Why does all this matter? One obvious answer is that faith isn’t going to go away. Whatever one’s view of the coherence of religious belief, it has become clear that secularization has gone into reverse, partly through the spread of democracy. Three quarters of humanity now profess a religious creed; this figure is predicted to reach 80 per cent by mid-century.
The prospect should not surprise us. Atheism feeds off bad religion, especially fundamentalism, whose easily disposable, dogmatic certainties now form one of atheism’s main assets. On the other hand, it is much harder for non-belief to replace the imaginative richness of a mature religious commitment, and the corresponding assurance that life is worth living responsibly, because it has ultimate meaning.
But faith is like fire, to cite an analogy used by the Chief Rabbi, Jonathan Sacks. It warms; but it can also burn. Along or near the 10th parallel north of the equator, between Nigeria and Indonesia and the Philippines, religious fervour and political unrest are reinforcing each other. This point should be granted even if one accepts religion’s status as an immense – perhaps the preeminent – source of social capital in existence.
On the positive side, faith-based conviction has mobilized millions to oppose authoritarian regimes, inaugurate democratic transitions, support human rights and relieve human suffering. In the 20th century, religious movements helped end colonial rule and usher in democracy in Latin America, Eastern Europe, sub-Saharan Africa and Asia.
The challenge, then, at once simple and substantial, is to promote the peaceful messages at the heart of the world’s major faiths, while neutralizing perversions of the core teachings.

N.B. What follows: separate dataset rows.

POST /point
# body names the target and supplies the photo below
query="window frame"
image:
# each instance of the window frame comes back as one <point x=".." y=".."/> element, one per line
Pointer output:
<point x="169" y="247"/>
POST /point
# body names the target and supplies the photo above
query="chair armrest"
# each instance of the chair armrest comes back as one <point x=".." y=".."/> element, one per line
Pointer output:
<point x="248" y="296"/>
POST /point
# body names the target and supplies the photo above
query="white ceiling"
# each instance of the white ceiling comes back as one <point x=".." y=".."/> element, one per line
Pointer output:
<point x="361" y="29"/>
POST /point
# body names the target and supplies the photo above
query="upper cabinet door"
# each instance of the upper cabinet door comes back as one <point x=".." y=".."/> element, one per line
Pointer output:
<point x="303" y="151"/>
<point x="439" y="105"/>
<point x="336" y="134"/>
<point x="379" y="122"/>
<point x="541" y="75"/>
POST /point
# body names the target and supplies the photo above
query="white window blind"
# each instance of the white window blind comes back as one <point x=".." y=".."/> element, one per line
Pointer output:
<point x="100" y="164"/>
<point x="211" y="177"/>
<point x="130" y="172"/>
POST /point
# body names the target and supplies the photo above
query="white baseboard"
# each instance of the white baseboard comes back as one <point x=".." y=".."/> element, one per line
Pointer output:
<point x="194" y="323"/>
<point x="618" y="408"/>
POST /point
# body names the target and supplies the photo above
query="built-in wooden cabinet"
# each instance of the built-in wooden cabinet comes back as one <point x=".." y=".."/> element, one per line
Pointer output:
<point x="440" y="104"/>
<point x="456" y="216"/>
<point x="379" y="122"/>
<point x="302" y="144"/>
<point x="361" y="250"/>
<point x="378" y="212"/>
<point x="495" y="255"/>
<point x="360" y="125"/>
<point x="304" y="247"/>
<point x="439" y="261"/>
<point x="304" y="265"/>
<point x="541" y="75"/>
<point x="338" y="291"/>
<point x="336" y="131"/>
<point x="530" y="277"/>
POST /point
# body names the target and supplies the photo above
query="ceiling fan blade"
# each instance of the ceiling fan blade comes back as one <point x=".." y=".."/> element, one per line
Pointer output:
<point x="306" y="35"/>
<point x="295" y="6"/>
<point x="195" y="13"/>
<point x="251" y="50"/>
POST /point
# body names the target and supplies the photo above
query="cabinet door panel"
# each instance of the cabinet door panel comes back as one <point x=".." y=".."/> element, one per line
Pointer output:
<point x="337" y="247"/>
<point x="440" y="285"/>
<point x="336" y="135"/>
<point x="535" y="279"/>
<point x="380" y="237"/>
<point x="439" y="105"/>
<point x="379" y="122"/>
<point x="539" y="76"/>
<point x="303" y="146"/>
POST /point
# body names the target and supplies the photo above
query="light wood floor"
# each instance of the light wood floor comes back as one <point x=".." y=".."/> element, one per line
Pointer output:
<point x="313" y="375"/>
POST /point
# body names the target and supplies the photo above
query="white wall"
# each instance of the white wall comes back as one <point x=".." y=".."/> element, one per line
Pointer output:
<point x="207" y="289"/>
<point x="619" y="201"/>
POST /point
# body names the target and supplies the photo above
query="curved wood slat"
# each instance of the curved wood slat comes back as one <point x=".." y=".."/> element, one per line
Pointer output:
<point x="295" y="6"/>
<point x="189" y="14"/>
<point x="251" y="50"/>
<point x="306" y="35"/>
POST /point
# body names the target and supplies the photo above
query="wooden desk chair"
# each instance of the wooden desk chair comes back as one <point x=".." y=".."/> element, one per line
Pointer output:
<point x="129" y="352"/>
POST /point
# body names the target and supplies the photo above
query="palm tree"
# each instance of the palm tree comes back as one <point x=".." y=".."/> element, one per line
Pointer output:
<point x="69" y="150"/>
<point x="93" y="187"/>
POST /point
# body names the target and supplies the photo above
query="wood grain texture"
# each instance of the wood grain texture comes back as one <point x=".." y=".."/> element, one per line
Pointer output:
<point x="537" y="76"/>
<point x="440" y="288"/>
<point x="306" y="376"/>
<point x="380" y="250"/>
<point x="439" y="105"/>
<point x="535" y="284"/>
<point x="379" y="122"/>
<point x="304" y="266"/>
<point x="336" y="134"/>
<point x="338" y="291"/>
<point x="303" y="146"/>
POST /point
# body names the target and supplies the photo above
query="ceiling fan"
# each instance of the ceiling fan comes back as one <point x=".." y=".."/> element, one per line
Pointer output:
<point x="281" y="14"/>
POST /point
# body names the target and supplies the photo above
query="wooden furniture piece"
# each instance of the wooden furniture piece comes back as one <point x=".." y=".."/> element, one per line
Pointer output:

Nothing I have said should be interpreted as encouraging a holier-than-thou attitude among Christians. Large parts of the Christian world were saturated with unsurpassed violence 70 or 100 years ago; and a British man, Thomas Aikenhead, was executed for blasphemy as recently as the turn of the 18th century. Innocence of Muslims was produced by a convicted criminal with a Coptic background.
Exceptions aside, however, Christians generally have become more tolerant and self-critical over the past half-century, reminting crucial aspects of Jesus’s message in the process. (For instance, it is worth noting that Pope John Paul II and the leaders of almost all other major Churches were vehemently opposed to the Iraq war.)
Given Christianity’s evolution, there are grounds for thinking that Islam may change, too. Points of contact between the two traditions are at least as significant as the differences. When they are true to their guiding principles, both faiths insist on the sanctity of the person as a seeker of God. From this should follow a recognition of religious liberty as the first of human rights. Self-interest need not be erased from an apparently high-minded equation. Freedom of belief is the canary in the coalmine for liberty in general, and thus for the flourishing of a society.
It is vital to pursue these medium- and longer-term ambitions. They are critical to world peace. But promoting inter-faith ties should not displace attempts to tell the truth about the current plight of Christians – and to take action against a major injustice.